Introduction
The B.Tech CSE (Data Science) syllabus is designed to equip students with a strong foundation in computer science, programming, and advanced data analysis methods. The four-year curriculum combines basic computing, statistics, machine learning, and big data technologies. Through this syllabus, students learn how to collect, process, and analyze large volumes of data to solve real-life problems. The curriculum prepares graduates for analytical, research-oriented, and technology-intensive careers in data science, artificial intelligence, and modern digital industries.
First Year Undergraduate B.Tech CSE (Data Science) Syllabus.
The first year focuses on building a strong foundation in mathematics, programming, and fundamental engineering concepts.
Major subjects include:
- Engineering Mathematics – I
- C/Python Programming Fundamentals
- Programming Fundamentals (Java)
- Engineering Physics
- Engineering Chemistry
- Computer Fundamentals
- Introduction to Electrical Engineering.

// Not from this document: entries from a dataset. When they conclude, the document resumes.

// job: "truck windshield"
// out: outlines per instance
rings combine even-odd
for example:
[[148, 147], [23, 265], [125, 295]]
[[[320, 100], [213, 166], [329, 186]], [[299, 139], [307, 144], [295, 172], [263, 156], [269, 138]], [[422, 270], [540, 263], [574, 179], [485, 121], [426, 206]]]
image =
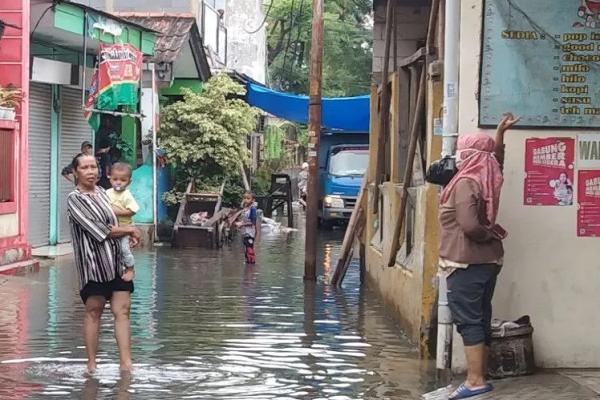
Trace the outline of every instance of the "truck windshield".
[[335, 176], [363, 175], [369, 165], [367, 150], [340, 150], [331, 155], [329, 173]]

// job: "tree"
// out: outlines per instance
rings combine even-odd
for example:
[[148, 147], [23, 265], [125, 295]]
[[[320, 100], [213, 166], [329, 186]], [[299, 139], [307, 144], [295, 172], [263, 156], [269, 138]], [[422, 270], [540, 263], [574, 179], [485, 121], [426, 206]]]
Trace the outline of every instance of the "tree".
[[241, 99], [244, 94], [242, 85], [219, 74], [202, 93], [186, 90], [183, 101], [163, 108], [160, 146], [177, 171], [176, 186], [165, 196], [168, 203], [180, 200], [190, 180], [203, 189], [239, 180], [240, 161], [248, 158], [247, 135], [258, 116]]
[[[272, 86], [308, 93], [312, 1], [274, 1], [268, 16], [268, 63]], [[372, 31], [371, 0], [325, 2], [323, 95], [369, 92]]]

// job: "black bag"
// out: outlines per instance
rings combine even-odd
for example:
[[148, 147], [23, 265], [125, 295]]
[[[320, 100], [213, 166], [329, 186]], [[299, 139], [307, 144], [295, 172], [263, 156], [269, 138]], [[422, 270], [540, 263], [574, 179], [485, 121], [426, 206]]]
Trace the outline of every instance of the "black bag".
[[434, 161], [427, 169], [425, 180], [435, 185], [446, 186], [458, 170], [456, 160], [452, 156], [446, 156], [441, 160]]

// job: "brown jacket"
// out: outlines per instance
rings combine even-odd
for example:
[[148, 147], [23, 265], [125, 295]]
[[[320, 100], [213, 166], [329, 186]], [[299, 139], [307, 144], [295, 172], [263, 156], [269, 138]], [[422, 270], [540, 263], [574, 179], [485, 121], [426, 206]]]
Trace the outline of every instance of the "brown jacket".
[[461, 264], [498, 262], [502, 241], [486, 225], [485, 203], [477, 182], [460, 179], [440, 206], [440, 257]]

- Communication Skills/Technical English
This stage enables students to develop logical thinking and gain the basic programming knowledge required for studying computer science.
Second Year B.Tech CSE (Data Science) Syllabus.
The second year introduces core computer science subjects and data analysis principles.
Key subjects include:
- Data Structures and Algorithms
- Object-Oriented Programming
- Discrete Mathematics
- Database Management Systems.
- Probability and Statistics
- Computer Organization/Architecture.
- Operating Systems
These topics help students understand how data is handled within computer systems and how software applications are developed.
B.Tech CSE (Data Science) 3rd Year Syllabus.
The third year focuses on specialized courses related to data science, analytics, and artificial intelligence.
Important subjects include:
- Machine Learning
- Data Mining
- Big Data Analytics
- Artificial Intelligence
- Data Visualization
- Cloud Computing
- Data Engineering
This stage allows students to explore advanced techniques for processing large datasets and building predictive models.
Fourth Year (Advanced Specialization Year)
The final year focuses on advanced studies and industry-oriented projects in data science.
Major components include:
- Advanced Machine Learning
- Deep Learning Concepts
- Business Intelligence and Analytics.
- Data Science Project
- Internship or Industry Training.
- Thesis Project or Dissertation.
This year provides students with real-world exposure and prepares them for professional careers or higher education.
Hands-On Learning & Data Science Training.
Practical training forms an important part of the B.Tech Data Science curriculum.
Students gain experience through:
- Programming and data analysis laboratories.
- Machine learning projects using real-world data.
- Data analytics and data visualization tools.
- Industry training and internships.
- Seminars and technical workshops.
These activities allow students to apply theoretical knowledge to complex real-world data problems.
Elective Subjects
Students may choose elective subjects according to their interests and career goals in technology and analytics.
Common electives include:
- Natural Language Processing.
- Blockchain Technology
- Internet of Things (IoT)
- Business Analytics
- Advanced Database Systems
- Computer Vision
Electives allow students to specialize in emerging technologies related to data science.
Skills Gained Under the Syllabus.
The B.Tech Data Science syllabus helps students develop technical, analytical, and professional skills.
Important skills include:
- Software development and programming.
- Statistical interpretation and analysis of data.
- Development of machine learning models.
- Data presentation and reporting.
- Logical reasoning and problem-solving.
- Information processing and decision-making.
These skills are essential for careers in analytics, artificial intelligence, and data-driven industries.
Overview Summary Table
| Aspect |
Details |
| Course Name |
B.Tech CSE (Data Science) |
| Duration |
4 Years |
| Core Topics |
Programming, Data Structures, Databases. |
| Specialization Domains |
Machine Learning, Big Data, Artificial Intelligence. |
| Practical Components |
Labs, Projects, Internships. |
| Electives |
NLP, Blockchain, IoT. |
| Career Readiness |
Very High |
Frequently Asked Questions.
Q1. Is B.Tech Data Science a challenging course?
The course requires interest in mathematics, programming, and analytics, but with regular practice it becomes manageable.
Q2. Does the syllabus include practical training?
Yes, students work on coding projects, data analysis assignments, and real-world projects.
Q3. Is programming required in this course?
Yes, programming is a crucial component of data science and software development.
Q4. Do students complete projects during the course?
Yes, most programmes include mini projects, internships, and final-year projects.
Q5. Is the syllabus elective-based?
Yes, elective subjects allow students to explore advanced fields such as artificial intelligence and data analytics.
Conclusion
The B.Tech CSE (Data Science) programme is structured to integrate computer science fundamentals with advanced data analysis and machine learning concepts. It provides a balanced combination of theoretical knowledge, practical training, and elective specialization, preparing students for careers in high-demand fields such as data science, artificial intelligence, analytics, and modern technology industries.